The LOS seminar is the working seminar of the LOS research center.
The LOS seminar is the working seminar of the LOS research center.
All seminars, except where otherwise indicated, will be Tuesdays between 14:00 and 15.50. The seminars are held locally at Hall 214 (“Google”) of the Faculty of Mathematics and Computer Science, University of Bucharest, but can also be occasionally held remotely.
To receive announcements about the seminar, please send an email to los@fmi.unibuc.ro.
Ion Necoară (University Politehnica Bucharest)
Higher order methods for nonlinear least-squares
Abstract: Nonlinear least-squares minimization involves a collection of nonlinear functions
which are aggregated in a nonsmooth manner, often via a norm. We present a higher-order
majorization-minimization algorithm for solving such (nonconvex) problems, where the nonlinear
functions are assumed to have smooth higher-order derivatives. Our algorithm replaces each
component in the composite model with a higher-order Taylor approximation and adds a proper
regularization term, leading to a higher-order Gauss-Newton type method. We present convergence
guarantees for this algorithm under different assumptions on problem’s data, including rates.

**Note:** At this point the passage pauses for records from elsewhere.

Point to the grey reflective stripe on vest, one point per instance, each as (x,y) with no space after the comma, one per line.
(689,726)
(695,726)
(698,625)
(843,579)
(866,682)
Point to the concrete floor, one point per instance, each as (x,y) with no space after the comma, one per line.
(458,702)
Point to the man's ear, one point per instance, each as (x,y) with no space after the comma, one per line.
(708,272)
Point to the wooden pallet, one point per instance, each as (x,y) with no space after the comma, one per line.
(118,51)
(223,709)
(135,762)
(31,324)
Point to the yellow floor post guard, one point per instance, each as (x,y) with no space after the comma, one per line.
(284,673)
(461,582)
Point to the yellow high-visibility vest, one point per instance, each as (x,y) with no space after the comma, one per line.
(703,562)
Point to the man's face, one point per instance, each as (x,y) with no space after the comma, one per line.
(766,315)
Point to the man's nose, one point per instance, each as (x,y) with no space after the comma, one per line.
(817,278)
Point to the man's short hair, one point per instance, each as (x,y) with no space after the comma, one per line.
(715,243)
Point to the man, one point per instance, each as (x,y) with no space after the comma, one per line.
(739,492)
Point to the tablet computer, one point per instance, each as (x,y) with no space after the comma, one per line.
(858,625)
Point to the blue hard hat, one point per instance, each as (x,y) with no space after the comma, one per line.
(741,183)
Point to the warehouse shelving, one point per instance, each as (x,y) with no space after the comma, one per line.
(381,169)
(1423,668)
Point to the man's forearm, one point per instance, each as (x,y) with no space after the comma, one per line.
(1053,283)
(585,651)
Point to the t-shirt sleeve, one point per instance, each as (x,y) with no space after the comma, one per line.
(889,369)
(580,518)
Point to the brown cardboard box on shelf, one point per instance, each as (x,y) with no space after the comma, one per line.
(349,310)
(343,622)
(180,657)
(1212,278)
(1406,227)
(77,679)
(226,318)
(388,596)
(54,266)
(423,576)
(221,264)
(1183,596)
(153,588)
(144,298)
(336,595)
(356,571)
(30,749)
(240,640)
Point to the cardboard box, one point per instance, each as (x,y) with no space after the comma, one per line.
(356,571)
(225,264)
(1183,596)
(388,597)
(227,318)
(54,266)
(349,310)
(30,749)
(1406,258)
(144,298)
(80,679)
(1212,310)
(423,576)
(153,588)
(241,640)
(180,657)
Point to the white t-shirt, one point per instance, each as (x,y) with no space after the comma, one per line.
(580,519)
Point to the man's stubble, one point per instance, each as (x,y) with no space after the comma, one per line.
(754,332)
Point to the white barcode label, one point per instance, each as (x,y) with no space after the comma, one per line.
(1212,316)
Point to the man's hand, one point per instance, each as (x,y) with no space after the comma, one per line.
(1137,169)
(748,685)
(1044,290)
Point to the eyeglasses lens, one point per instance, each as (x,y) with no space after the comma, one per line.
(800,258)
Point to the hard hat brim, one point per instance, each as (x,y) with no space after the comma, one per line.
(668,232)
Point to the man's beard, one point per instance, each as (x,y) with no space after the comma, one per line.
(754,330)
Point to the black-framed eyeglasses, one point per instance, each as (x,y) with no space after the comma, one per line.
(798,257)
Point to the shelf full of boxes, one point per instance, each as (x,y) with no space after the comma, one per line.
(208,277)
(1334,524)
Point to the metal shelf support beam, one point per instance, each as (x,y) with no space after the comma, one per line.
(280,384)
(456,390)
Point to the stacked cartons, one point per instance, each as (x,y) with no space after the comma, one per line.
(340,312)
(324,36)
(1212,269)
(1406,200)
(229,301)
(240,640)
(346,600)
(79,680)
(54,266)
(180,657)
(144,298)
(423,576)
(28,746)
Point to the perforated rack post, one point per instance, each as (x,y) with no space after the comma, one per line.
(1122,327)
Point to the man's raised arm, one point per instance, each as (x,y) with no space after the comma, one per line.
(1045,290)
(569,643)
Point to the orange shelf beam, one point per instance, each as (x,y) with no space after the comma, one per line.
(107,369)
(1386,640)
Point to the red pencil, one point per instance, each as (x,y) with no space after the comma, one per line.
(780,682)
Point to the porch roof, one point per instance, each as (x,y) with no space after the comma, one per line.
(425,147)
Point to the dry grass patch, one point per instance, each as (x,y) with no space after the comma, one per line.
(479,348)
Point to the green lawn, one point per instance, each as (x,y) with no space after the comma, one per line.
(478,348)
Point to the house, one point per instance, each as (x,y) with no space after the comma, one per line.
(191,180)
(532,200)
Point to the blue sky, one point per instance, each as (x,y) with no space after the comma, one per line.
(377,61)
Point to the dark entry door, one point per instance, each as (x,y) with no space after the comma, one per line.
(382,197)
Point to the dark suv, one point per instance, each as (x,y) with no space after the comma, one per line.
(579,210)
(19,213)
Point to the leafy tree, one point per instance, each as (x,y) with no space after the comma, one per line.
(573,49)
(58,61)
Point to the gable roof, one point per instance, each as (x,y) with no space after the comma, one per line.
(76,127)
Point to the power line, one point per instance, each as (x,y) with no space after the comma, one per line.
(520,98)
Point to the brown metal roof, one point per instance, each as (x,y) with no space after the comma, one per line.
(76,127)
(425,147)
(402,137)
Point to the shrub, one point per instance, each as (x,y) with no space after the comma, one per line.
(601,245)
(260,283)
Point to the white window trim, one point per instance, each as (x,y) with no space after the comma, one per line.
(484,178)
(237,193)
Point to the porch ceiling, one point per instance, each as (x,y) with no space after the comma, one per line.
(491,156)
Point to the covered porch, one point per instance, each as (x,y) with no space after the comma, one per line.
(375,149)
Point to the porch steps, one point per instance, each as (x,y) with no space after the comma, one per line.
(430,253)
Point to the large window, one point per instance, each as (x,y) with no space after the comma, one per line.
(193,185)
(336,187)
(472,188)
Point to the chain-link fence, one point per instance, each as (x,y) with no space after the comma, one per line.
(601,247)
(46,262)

In special cases, where complexity bounds are known for some particular (first-order) algorithms,
our convergence results recover the existing bounds. Applications to non-linear least-squares
(including phase retrieval), optimal control, and functional constrained minimization are presented.
Finally, some open questions related to higher-order optimization are discussed.
Andrei Pătrașcu (LOS)
Learning Explicitly Conditioned Sparsifying Transforms
Abstract: Sparsifying transforms became in the last decades widely known tools for finding structured
sparse representations of signals in certain transform domains.
Despite the popularity of classical transforms such as DCT and Wavelet, learning optimal transforms
that guarantee good representations of data into the sparse domain has been recently analyzed in a series of papers.
Typically, the conditioning number and representation ability are complementary
key features of learning square transforms that may not be explicitly controlled in
a given optimization model. Unlike the existing approaches from the literature,
we consider a new sparsifying transform model that enforces explicit control over the data representation
quality and the condition number of the learned transforms. The numerical experiments show that
our model presents better numerical behavior than the state-of-the-art.